Learn to talk with your pet.
If you are fortunate enough to be confined with a canine, spend time learning some of your dog’s vocabulary. Dogs are constantly expressing themselves, with their tails, mouth, ears and posture. What do those lifted paws mean? Did you know your furry buddy’s ears have several positions, each conveying something? There are a surprising number of identified moods, requests, and exclamations communicated by canines. Cat people, take your best shot, but we all know cats are more introspective—kind of like communicating with the Sphinx.
Start a pandemic diary.
Hit the pause button and record your experience during these pandemic weeks. This too will pass, but such unprecedented experiences may be worth remembering for posterity. Ultimately a diary is a thinking tool–and in taking the time to more deliberately chronicle your experience you may discover some interesting lessons about yourself and your household.
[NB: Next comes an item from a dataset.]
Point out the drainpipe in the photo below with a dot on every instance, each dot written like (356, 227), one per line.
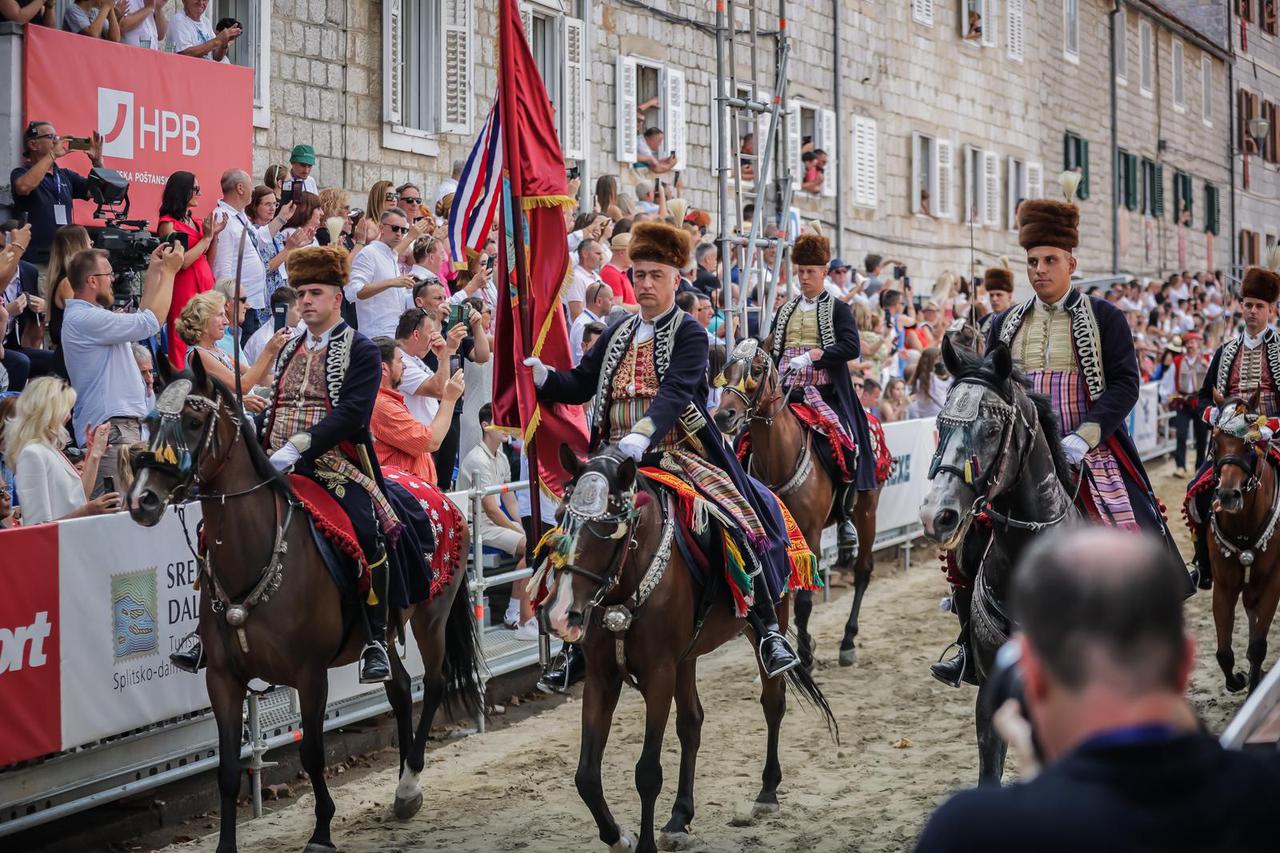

If you need a catalyst to ignite your effort, take a look at some famous diaries—Samuel Pepys secret 17th century diary, Lewis and Clark’s journals, or even the wrenching record written by Robert Scott as he suffered slow death in Antarctica or Anne Franke’s impossibly hopeful account written from her wartime hiding place.
Read, read, read.
Turn off the television and streaming devices and join with the more thought-engaging world of novels. Try something off your usual list to mix it up (maybe even discover that literary mysteries can be as fulfilling as the best of mainstream novels). You can’t travel far in real time right now so transport yourself to the world inside a novel. Experiences in foreign lands are not beyond your reach even while in quarantine.
Draw a family tree.
Where was your DNA a century ago? Two hundred years ago? Write it down. Try your hand at a tree or chart and challenge yourself to go back at least four generations. Remarkable genealogical tools are available online. Go discover your 19th century relatives! Get their vital statistics but then do what I do with my own ancestors and piece together the stories of their lives.
Use your hands.
Try something creative that is normally beyond your scope. Perhaps pen and ink drawing? Calligraphy? Watercolors? Maybe, if you have the space and tools, a little carpentry or some new flower beds? All these stay at home weekends should make for some fantastic summer gardens.